Ложится мгла на старые ступени - Александр Чудаков
Шрифт:
Интервал:
Закладка:
Но и жизнь олимпийцев была непроста – нити и их судеб тянули мойры, и судьбы эти тоже предсказывали оракулы, и даже бессмертные боги не могли изменить ни направление нитей, ни скрещение их.
28. Прекрасное есть революция
У графа Шереметьева можно было встретить людей самых неожиданных. Именно там Антон познакомился с философом Григорием Васютиным. В его облике вниманье привлекали университетский значок, хотя, судя по виду его носителя, свой философский факультет он окончил лет пятнадцать назад, и нахмуренно-мучительно-вдумчивый взгляд. В доме он был впервые; граф, всегда щедро аттестовавший своих гостей, рассказал, что когда несколько лет назад в Москву после долгого перерыва снова приехал известный философ Георг, или Дьёрдь, Лукач (с ним Шереметьев сблизился, редактируя немецкую версию его знаменитой работы о реализме), то, почитав и послушав, сказал: в столице есть два настоящих философа – Михаил Лифшиц и Григорий Васютин.
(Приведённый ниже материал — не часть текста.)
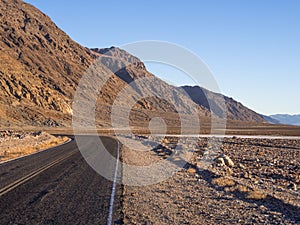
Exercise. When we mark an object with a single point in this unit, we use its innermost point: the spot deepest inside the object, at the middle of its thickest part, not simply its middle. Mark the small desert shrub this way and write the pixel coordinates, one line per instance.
(256, 195)
(223, 182)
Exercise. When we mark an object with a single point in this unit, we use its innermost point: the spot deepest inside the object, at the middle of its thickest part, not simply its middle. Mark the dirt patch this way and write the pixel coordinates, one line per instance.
(14, 144)
(261, 188)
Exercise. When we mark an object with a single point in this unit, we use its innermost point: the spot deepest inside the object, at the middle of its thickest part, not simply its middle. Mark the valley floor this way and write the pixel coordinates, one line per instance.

В этот раз за столом ругали социализм, и когда стали рассуждать о принудительном труде, особенно напирая на субботники и воскресники, Антон оказался всеобщим оппонентом – стал горячо говорить, что никогда не воспринимал их так, но как общее дело, res publica, что кадры с «Потянем дружнее» в «Волге-Волге», которые так заругал Акакий Акакиевич, на него производят совсем другое впечатленье, хочется включиться в бодрый труд над вечною рекою. (Лет через десять Антон будет спорить с автором известной тогда книги «До свидания, мальчики», которому не нравилось, как вдруг увлёкся кладкой кирпича лагерник Иван Денисович – Антону же эта сцена казалась одной из лучших в великом произведении; спорил он на эту тему и потом.) Если всякий коллективный труд считать социалистическим, то я – истинное дитя социализма!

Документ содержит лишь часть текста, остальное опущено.